After an hour, 10 glowing rocks were gently placed with pitch fork just inside the door. Once deemed hot enough small groups began entering for sessions lasting 15-20 minutes Following Navajo customs girls went separate from the boys (and first).

I admit right I was apprehensive about the whole experience…not because of the lodge itself but because of the “touchy feely” aspect. I’m just not a sharing kind of guy. But because I love my wife and the curiosity of a new experience I agreed to it.

As the 11 men and I entered the lodge clockwise and sat side-by-side in a very cramped and dirt floor fFive glowing rocks were added to the pile, the blanket door closed, and the room became pitch black. I couldn’t see the proverbial hand in front of my face and it was hot (I thought…it would get much hotter).

Paul, serving as the lodge master, asked each man to give their name and discuss something we would like the rest to pray for. As we discussed our issues the temperature continued to increase. When the final request was made Paul directed us to begin praying aloud and at once not for our own requests but only for the requests of the other men. Water was thrown on the rocks as we began to pray and illegible sound filled the room, almost like a chant.

After several minutes of prayer and steam someone started a hymn and the illegible individual prayers transformed into a unified voice of praise to God.

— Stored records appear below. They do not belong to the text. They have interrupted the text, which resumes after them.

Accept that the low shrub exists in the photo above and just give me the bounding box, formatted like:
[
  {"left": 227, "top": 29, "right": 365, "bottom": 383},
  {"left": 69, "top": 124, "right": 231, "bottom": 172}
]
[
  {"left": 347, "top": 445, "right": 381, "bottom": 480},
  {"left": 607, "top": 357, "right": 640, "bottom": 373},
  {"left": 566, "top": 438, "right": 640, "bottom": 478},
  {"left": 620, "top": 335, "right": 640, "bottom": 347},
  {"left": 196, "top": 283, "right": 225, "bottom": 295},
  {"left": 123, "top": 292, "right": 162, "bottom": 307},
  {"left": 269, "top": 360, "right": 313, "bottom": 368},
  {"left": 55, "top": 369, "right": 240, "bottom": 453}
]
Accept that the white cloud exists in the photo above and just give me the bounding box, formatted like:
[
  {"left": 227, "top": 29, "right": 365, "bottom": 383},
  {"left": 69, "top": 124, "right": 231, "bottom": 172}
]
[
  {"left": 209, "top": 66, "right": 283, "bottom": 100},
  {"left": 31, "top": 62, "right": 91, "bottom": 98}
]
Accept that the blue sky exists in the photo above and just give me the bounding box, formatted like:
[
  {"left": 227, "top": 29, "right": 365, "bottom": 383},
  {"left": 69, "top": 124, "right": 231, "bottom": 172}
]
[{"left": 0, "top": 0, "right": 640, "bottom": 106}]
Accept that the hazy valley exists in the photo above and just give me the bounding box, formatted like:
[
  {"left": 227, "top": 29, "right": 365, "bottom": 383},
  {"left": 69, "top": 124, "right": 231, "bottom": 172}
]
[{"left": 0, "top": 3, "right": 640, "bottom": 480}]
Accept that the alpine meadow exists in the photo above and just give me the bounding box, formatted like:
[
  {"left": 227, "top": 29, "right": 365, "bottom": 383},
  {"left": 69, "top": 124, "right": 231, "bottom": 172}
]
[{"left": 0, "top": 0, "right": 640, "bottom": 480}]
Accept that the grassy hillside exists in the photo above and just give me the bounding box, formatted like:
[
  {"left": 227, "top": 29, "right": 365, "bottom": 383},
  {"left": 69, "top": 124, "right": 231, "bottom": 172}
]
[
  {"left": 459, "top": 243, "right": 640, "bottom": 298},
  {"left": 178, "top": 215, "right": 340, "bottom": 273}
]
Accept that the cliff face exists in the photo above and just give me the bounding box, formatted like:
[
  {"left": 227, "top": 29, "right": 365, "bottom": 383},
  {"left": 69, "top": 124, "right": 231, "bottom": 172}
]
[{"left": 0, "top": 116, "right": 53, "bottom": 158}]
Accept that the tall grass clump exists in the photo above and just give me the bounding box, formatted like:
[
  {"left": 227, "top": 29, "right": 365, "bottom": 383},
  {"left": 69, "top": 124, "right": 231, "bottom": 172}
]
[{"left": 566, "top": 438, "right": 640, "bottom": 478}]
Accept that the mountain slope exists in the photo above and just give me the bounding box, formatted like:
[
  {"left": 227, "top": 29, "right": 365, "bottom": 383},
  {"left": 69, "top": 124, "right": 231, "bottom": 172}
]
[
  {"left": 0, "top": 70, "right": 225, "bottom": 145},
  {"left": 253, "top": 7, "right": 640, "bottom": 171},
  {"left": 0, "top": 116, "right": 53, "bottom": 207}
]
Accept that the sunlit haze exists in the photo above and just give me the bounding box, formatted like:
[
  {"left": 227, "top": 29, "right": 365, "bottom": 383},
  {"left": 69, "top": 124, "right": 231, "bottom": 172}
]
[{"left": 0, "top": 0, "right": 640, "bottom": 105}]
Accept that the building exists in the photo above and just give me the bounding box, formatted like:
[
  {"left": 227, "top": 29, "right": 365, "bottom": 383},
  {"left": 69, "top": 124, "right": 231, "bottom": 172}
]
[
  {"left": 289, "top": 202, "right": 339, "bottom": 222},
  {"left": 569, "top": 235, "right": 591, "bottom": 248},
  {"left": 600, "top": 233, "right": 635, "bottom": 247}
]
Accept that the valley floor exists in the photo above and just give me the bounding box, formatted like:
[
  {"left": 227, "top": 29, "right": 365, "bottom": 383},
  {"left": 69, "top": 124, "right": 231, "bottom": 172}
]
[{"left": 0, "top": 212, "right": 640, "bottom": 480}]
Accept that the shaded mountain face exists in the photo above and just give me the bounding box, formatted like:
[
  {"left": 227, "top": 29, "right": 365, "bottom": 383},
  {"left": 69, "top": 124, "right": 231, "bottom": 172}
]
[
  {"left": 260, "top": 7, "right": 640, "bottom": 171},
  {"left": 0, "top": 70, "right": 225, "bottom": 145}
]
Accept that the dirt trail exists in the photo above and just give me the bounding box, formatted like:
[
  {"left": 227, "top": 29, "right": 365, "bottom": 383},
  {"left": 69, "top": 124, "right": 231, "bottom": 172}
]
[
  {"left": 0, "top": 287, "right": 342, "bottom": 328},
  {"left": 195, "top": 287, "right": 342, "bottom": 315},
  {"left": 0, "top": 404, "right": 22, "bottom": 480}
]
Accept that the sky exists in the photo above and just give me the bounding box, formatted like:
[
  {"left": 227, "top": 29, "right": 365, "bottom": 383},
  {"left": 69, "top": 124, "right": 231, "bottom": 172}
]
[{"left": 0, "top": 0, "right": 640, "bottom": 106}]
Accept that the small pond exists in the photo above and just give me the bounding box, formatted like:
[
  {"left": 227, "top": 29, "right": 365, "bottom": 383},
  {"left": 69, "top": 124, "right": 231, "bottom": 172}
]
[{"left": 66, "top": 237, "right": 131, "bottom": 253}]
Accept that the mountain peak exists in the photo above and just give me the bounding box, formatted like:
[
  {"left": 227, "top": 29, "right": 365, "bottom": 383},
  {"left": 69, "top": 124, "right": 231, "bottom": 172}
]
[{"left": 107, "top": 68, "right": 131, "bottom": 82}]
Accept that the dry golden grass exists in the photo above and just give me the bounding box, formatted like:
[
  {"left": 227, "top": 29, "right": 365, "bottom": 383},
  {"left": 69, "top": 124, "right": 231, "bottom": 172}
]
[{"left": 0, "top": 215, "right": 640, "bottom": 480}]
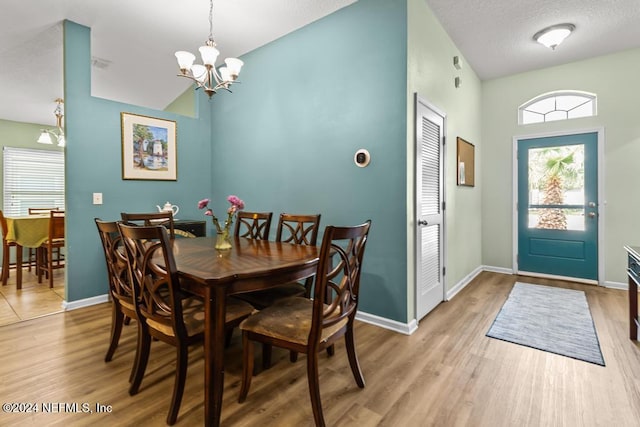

At the end of the session Paul chanted a Navajo exclamation and threw back the door. We exited clockwise into the cool desert air feeling refreshed spiritually and physically.

We only experienced one short session, the Navajo will endure multiple sessions to “suffer and pray” with only short break mixed into the sessions. While I cannot comment on the spiritual aspect of the traditional Navajo culture but I imagine the Navajo Christians surely benefit from the focus meditation and prayer experienced in a sweat lodge.